The suspect is on the run and has claimed to have committed more than a dozen other killings
Police are hunting an "armed and dangerous" man who appears to have shot dead a stranger in the street and uploaded it to Facebook.
The suspect, Steve Stephens, is on the run and has claimed to have committed more than a dozen other killings, according to police in Cleveland, Ohio.
The video shows a man pulling over in a car as he says "find me somebody to kill, gonna kill this guy right here. He's an old dude".
He gets out and asks the man: "Do me a favour: can you say Joy Lane?"
"Joy Lane?" he asks.
"Yeah," says the killer. "She's the reason this is about to happen to you." He then asks him how old he is.
The man goes silent for a few seconds, before saying " Look, I don't know anybody by that name" - as he tries to shield himself with a bag.
A gunshot is heard and the camera pans over the pavement to show the man lifeless on the ground with a head wound.
"That mother****** there because of you, Joy," says the killer - who then gets back in his car.
Police have named the victim as Robert Godwin Sr, 74.
The victim's son, Robert Godwin Jr, told Cleveland.com that he father was probably collecting cans when he was killed.
"I haven't watched the video. I haven't even looked at my cellphone or the news," he said. "I don't really want to see it."
The public is being warned not to approach Steve Stephens - who officials say works for a behavioral health agency that supports families and children.
He is described as a black male, 6ft 1ins and 244lbs with a full beard. He is believed to be driving a white Ford Fusion.
Stephens claimed in Facebook posts to have killed at least 14 people, but police said they had not yet found any more victims.
In a news conference, they appealed to him not to hurt anyone else, and to turn himself in.
"There's no need for any further bloodshed," they said.
Police believe he may have left Ohio and warned residents of the surrounding states of Pennsylvania, New York, Indiana and Michigan to be on the lookout.
The video of the killing was up for about three hours before it was removed.
Police initially said Stephens had live streamed the killing on the social network, but Facebook later confirmed the clip had been uploaded.
The company called it a "horrific crime" and said that it worked hard to "keep a safe environment" on the site.

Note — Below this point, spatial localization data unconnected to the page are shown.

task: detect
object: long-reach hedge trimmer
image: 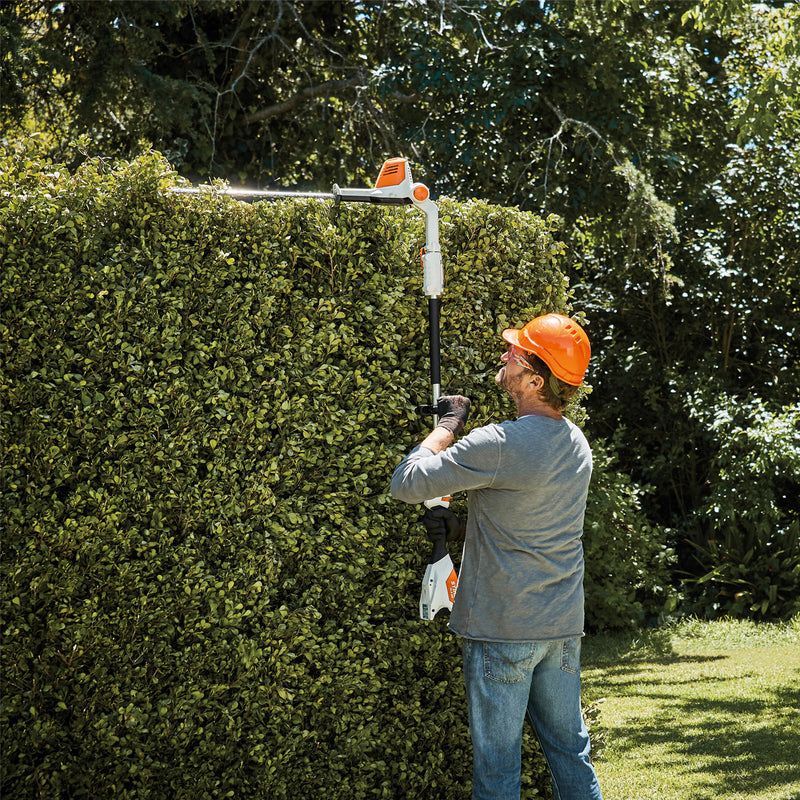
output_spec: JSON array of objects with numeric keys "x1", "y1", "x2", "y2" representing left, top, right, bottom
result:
[{"x1": 171, "y1": 158, "x2": 458, "y2": 620}]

Facebook's live streaming service is being used increasingly to document incidents of crime, particularly in the US.
Last month, police in Chicago began investigating an alleged sexual assault broadcast on Facebook Live, in which it's believed up to 40 people watched the incident.
The video came to light after the girl's mother approached Chicago Police Superintendent Eddie Johnson on Monday. She told him her daughter had been missing for 24 hours, a police spokesman said.

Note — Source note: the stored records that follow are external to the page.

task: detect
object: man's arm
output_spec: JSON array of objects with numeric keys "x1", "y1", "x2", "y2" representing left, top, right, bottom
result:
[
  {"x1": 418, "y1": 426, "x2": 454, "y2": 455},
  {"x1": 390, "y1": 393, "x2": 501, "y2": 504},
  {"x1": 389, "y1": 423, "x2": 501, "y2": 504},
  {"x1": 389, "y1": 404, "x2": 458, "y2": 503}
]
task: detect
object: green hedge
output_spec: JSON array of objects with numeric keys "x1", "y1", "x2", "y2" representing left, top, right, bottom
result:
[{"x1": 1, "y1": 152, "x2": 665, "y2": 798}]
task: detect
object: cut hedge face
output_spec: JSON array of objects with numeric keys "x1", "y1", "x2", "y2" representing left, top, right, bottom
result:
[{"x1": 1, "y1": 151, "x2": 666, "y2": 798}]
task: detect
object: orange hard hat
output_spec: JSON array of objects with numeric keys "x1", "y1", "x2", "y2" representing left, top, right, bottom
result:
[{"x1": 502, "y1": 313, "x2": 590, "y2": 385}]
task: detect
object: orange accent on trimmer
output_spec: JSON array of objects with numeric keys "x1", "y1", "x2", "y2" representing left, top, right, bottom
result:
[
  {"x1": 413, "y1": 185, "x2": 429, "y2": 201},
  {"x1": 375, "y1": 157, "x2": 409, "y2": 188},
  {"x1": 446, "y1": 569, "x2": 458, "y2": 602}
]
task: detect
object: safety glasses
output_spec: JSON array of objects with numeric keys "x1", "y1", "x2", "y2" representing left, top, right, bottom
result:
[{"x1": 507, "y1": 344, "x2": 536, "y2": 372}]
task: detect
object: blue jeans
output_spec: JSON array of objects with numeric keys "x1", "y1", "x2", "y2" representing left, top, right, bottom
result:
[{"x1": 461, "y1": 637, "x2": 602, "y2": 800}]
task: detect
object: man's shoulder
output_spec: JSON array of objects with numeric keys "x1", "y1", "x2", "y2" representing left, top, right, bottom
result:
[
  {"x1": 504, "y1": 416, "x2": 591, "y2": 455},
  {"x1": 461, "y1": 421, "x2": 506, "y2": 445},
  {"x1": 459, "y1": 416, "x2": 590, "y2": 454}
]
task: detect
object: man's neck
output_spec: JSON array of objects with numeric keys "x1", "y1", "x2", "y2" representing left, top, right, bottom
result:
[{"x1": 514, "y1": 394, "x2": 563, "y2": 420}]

In January, a judge refused to to bail four people accused of beating a man with learning difficulties and broadcasting the attack on Facebook Live.
The footage showed a woman laughing and smoking as others used a knife to tear the victim's clothes and cut his hair until his scalp bled.
He was bound, gagged, beaten and stabbed with a knife before the group shouted obscenities about President-elect Donald Trump and "white people".
During the attack, one of the accused - Jordan Hill - contacted the victim's mother and demanded $300 in exchange for her son, according to prosecutors.